Dating back to 1829, Brisbane’s heritage-listed Commissariat Store is one of only two surviving buildings that date back to Queensland’s convict period. Built in a back-breaking four months by recidivist criminals sent to Queensland’s Moreton Bay Penal Settlement as extra punishment, the Commissariat Store was originally built as a government storehouse. Surrounded by the gleaming skyscrapers of the Central Business District, today the Commissariat Store is known as the Birthplace of Brisbane, representing the beginning of European settlement in Australia.

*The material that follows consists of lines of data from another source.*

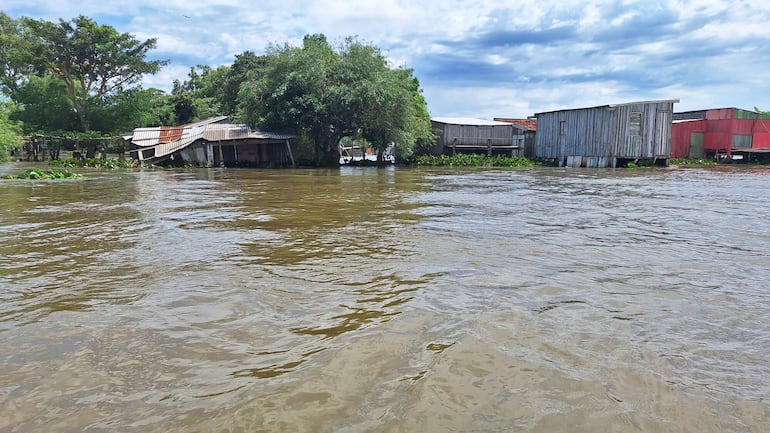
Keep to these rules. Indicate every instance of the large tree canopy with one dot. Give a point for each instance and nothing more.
(330, 94)
(95, 62)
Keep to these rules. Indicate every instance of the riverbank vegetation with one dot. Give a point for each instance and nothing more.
(53, 173)
(469, 160)
(60, 79)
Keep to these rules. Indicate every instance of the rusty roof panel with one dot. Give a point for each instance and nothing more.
(527, 124)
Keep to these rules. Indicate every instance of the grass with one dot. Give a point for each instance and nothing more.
(470, 160)
(107, 163)
(54, 173)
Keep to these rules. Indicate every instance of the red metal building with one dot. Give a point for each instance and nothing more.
(722, 132)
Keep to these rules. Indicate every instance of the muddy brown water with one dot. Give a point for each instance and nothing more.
(386, 300)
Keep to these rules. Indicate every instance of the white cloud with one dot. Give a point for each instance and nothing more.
(479, 58)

On the river by Queens Wharf Road, today the Commissariat Store is a museum run by the Royal Historical Society of Queensland. On a visit, you can learn the story and struggle of the penal colony through the exhibits and convict-era objects on display. You’ll even see a small glass jar with the remains of some of the prisoners’ fingertips. There’s also an impressive art collection at the museum, and it’s worth seeing the 1940s painting, View of Brisbane, by Vida Lahey. Volunteer guides can also show you around the museum for no extra charge.
Photo courtesy of the Commissariat Store.
Open Tuesday to Friday from 10-4pm, the Commissariat Store museum is on 115 William Street in the CBD. Adult tickets cost $6, and children’s tickets cost $3. Guided tours are free.